When the board went into the closed meeting, Fire Chief Ted Jury and retired, though still on staff, chief of police, Steve Disbennett went in also, as well as acting police chief, Dan Fitzgerald. ECDC manager Mark Daugherty was in the room at the beginning.

The closed meeting lasted about an hour and 45 minutes, and just before they adjourned, a round of applause seemed to be coming from the room, though Akande said after the meeting that she heard no applause.

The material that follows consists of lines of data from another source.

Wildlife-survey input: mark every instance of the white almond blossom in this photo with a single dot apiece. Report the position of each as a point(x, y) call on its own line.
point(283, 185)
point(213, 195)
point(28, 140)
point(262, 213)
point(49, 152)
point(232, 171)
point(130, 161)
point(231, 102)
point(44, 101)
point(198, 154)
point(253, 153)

No vote was taken, but Deputy City Clerk Octavia Pittman said after the meeting that a vote will be on the March 3 meeting agenda.

4 COMMENTS

  1. Karen, there are only three persons on the BOA who are listening to the citizens of Brentwood. Business is the same as usual. I almost feel as if the City is being run by the SS. I am sorry that I have been staying away from the BOA meetings. I just can not stand there and speak to the BOA and only three are listening, the rest are hearing, which means they could care less to what I have to say or what the citizens have to say. Another step towards socialism, don’t do as I do, do as I say. Sometimes do you wish we were back at Mc Donnell-Douglas when Sandy Mc Donnell led the company. Why did Mayor Jim Shelton have to leave us so soon. Karen, is there a conflict of interest if the City has money in the Bank where the Mayor happens to work?

  2. Thanks for attending Karen. The fact that you were not notified about anything is indicative of how this administration performs its functions: in secret and without resident input. I believe the “big picture” press is to eventually merge the City and County. That would account for the contracting away our critical independent functions, our sense of being part of a residential community–and especially a feeling of being safe in our neighborhoods. We’re only as good as our neighborhoods–and because of the tight association between the people and our First Responders–this has NEVER been an issue. But I predict the dispatchers will be outsourced to a glut-call center. Opportunistic, problematic incidences will rise.

  3. I was in the room at the Rec. Center where the BOA opened the meeting. They never came back into the room to close the meeting. After waiting the 1 hour and 45 minutes to learn the results of the closed session, one would not have known that the meeting was over if the city attorney and Doug Miner hadn’t left their coats in the room and came back in after the close session to retrieve them.